Más de cien presos duermen en casa con pulsera y a final de año la cifra se duplicará

  • La cuarta parte de los reclusos que ya están en tercer grado disfrutan de los beneficios de este sistema de vigilancia · Para la Administración supone una reducción de los costes y evita la masificación de la cárcel

El fin último de una pena de privación de libertad es la reinserción en la sociedad. Ésta en ocasiones es complicada de conseguir y desde Instituciones Penitenciarias buscan en las nuevas tecnologías herramientas y fórmulas para hacerla efectiva. En Málaga más de un centenar de presos ya duerme en su casa gracias a las famosas pulseras de control telemático, sistema por el que apuestan las nuevas políticas penitenciarias. De hecho, esta cifra se prevé duplicar en la capital hasta final de año.

Un total de 110 residentes del centro de reinserción social del polígono Guadalhorce utiliza esta tecnología, lo que equivale a casi uno de cada cuatro reclusos. El 24% exactamente. La nueva instalación apenas lleva abierta desde el inicio del verano, pero el primer balance sobre el funcionamiento del control telemático es más que positivo, según subraya su director, Ángel Herbella. Ningún usuario ha intentado saltarse las normas. Dice que sólo se ha algún accidente anecdótico.

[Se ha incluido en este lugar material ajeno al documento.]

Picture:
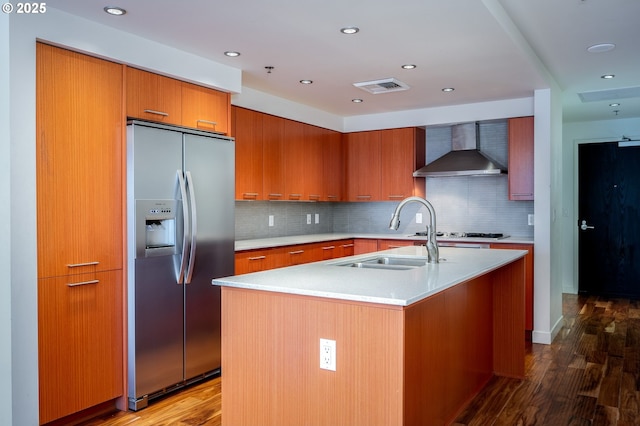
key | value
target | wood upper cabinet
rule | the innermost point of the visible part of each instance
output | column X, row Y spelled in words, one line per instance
column 153, row 97
column 79, row 191
column 295, row 155
column 521, row 166
column 363, row 166
column 247, row 130
column 79, row 163
column 312, row 166
column 380, row 164
column 273, row 149
column 402, row 151
column 205, row 109
column 332, row 165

"Es un sistema completamente seguro, no se puede manipular. Si se intenta quitar la pulsera o manipularla, salta la alarma y nos enteramos", explica Herbella. Pero este sistema no supone ninguna nueva fase dentro de la condena de un preso, simplemente es una alternativa. "Es lo mismo que si vienen a dormir al centro, pero en lugar de obligarles a eso, se les permite que lo hagan en sus casas", añade el director. Respecto a los accidentes, la pulsera podría romperse al engancharse con algo o el preso podría sufrir algún avatar y llegar tarde a casa, por ejemplo. Para cualquier anomalía, cuenta con un teléfono y debe informar al centro de control. De otro modo, sería dar pasos hacia atrás.

Esta tecnología está orientada a presos en régimen abierto que encuentran sus primeras oportunidades en el mundo laboral, principalmente. "Si tienen que venir desde muy lejos a dormir todas las noches al centro, por ejemplo desde algún municipio de la provincia, podrían sufrir un accidente. También tenemos un caso de una mujer embarazada de cinco meses. Sería una barbaridad hacerla venir todas las noches. Si la controlas telemáticamente, tienes un sistema de control igual y estás evitando una situación de riesgo para esa persona. También se utiliza en casos de enfermedad", explica Herbella.

A cada uno de los usuarios de estas pulseras se les imponen unas normas propias, personalizadas a su situación personal. Se limita su libertad fuera del horario laboral, normalmente por la noche.

"Para ellos es una motivación y para nosotros es una exigencia de responsabilidad. Haces a esa persona responsable porque puede incumplir, pero si lo hace nos vamos a enterar. Digamos que debe superar la tentación", dice el director del CIS del Guadalhorce.

Los programas de vigilancia electrónica de la Administración Penitenciaria española, también se pueden valorar en términos económicos, pues suponen una reducción de costes y contribuyen a evitar la masificación carcelaria. No obstante, buscan dar una segunda oportunidad de verdad a las personas que alguna vez cometieron un fallo en su vida.